In this way, “table scans” or “index” scans may be cheaper. You’re not iterating over millions of users data to find the value you want due to how data is partitioned or grouped. Fewer discarded results in the scan if you’re only querying your own data. This is as opposed to global data, like all iCloud user’s notes being stored in one giant SQL table with the user id as part of the primary key.

But if you have tenant-oriented data, if you wanted to perform queries globally you hit other problems. Such as first iterating over every user id then scanning each user’s Notes key subspace, as a rough example. (A better example may be if you wanted to search all Tweets, since iCloud Notes obviously can’t be queried like that). Or if this type of data is something specially designed to be queried, you could have per-user indexes within the user’s tenancy subspace plus a second global index for global queries.

#2 External query service. I think that a natural conclusion to make is that FoundationDB, as a key/value store, is somewhat limited in regard to open-ended, complex queries. It can be done, but there’d be a fair amount of engineering to take into account. FDB seems like it excels with direct retrieval of data and “field equals value” indexed queries". But if it gets more complex, you may have to bite the bullet on slightly slower scans or write complex query planners. And it depends entirely on your data model, e.g. iCloud user-guarded tenant data, or a global and open social media platform.

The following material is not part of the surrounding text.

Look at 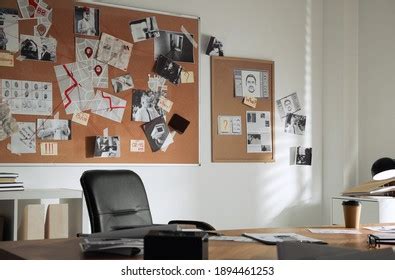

From this, perhaps offloading queries to a separate platform may be desired. Such as Elastic Search. Data writes to FoundationDB are replicated to ES so that simple API requests on direct data can be performed against FDB while complex and open-ended searches are performed against ES. I believe this may be what Okta does, for instance, since they even mention in their documentation that new or updated User objects may take up to 1-2 seconds before it’s available from their search APIs. Obviously FDB can’t perform every function perfectly, and other storage formats may excel better for certain scenarios, and bringing in other technologies to your system to achieve your goals is acceptable.

Closing thoughts

I think that I needed to write this all out to get it organized in my head a little bit better. There’s a lot to consider in your data modeling, and many of the FoundationDB articles I’ve read recently don’t go into querying more than a simple index described further above, or some of the considerations you have to take into account when adopting FDB over an RDBMS.

I think I wanted to think about this ahead of time, so the following doesn’t occur: begin creating a new service with FDB as its store, get it all working with simple operations, begin to implement different searches/queries, and get stumped on how to actually implement it well.

I think everything I’ve said above answers my own questions well, but would love to hear what others’ experiences are.